# Physical significance of positive group delay with negative phase delay

This question is an addendum to: Is group delay the same as the delay of a certain frequency?

Lately, I've been going back to basics to better understand the concepts of group and phase delay, so I did some simulations with the following simple LPF and HPF:

simulate this circuit – Schematic created using CircuitLab

For the LPF the transfer function is:

$$H(jw)=\frac{\tau}{j\omega + \tau}$$

and for the HPF:

$$H(jw)=\frac{j\omega}{j\omega+\tau}$$

where $\tau=\frac{1}{RC}$

In case of the LPF its group and phase delays are:

$$\tau_g(\omega)=-\frac{d\phi}{d\omega}=\frac{\tau}{\omega^2+\tau^2}$$

and

$$\tau_\phi=-\frac{\phi}{\omega}=\frac{\text{arctan}\left(\frac{\omega}{\tau}\right)}{\omega}$$

To get a better feel, I simulated in Multisim with the resistor and capacitor values of 1K and 1uF respectively, I exported the phase angle VS frequency values to an Excel spreadsheet to numerically check the results, I entered the formula for the phase delay and then I differentiated numerically to get the group delay, these are the graphs:

Both graphs seem consistent with the analytical formulas.

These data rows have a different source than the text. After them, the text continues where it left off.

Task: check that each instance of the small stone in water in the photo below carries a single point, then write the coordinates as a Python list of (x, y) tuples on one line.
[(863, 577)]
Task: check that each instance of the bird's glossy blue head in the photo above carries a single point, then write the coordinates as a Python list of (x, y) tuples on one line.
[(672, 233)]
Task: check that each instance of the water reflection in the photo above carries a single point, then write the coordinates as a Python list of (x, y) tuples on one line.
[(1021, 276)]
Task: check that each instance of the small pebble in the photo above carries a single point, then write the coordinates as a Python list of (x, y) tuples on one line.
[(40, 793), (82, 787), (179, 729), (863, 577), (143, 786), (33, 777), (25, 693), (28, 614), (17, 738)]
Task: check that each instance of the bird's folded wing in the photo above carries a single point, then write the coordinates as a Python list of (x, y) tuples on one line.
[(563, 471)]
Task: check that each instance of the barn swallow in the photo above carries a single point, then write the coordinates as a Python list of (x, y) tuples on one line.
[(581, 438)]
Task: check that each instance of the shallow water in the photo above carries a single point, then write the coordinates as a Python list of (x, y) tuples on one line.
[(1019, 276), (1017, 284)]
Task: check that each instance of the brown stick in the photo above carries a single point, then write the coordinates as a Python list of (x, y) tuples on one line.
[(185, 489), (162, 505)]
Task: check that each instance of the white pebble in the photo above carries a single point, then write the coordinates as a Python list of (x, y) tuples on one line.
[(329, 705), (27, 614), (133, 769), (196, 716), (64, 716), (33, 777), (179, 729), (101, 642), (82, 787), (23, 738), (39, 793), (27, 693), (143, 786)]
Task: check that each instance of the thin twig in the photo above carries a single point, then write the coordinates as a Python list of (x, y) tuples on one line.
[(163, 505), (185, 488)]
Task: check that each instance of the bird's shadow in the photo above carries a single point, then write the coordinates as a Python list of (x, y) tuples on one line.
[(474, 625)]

Now for the HPF the group and phase delay are:

$$\tau_g(\omega)=-\frac{d\phi}{d\omega}=\frac{\tau}{\omega^2+\tau^2}$$

and

$$\tau_\phi=-\frac{\phi}{\omega}=\frac{\text{arctan}\left(\frac{\omega}{\tau}\right)-\frac{\pi}{2}}{\omega}$$

As you can see, the group delay for the HPF is the same as the group delay of the LPF, however the phase delay is different. Here are the simulated graphs

So here is the question: What does it mean (in the time domain) to have an increasing negative phase delay while having a decreasing positive group delay?

The way I see it, is that the envelope of the output waveform is still lagging but the phase seems to be leading the input waveform?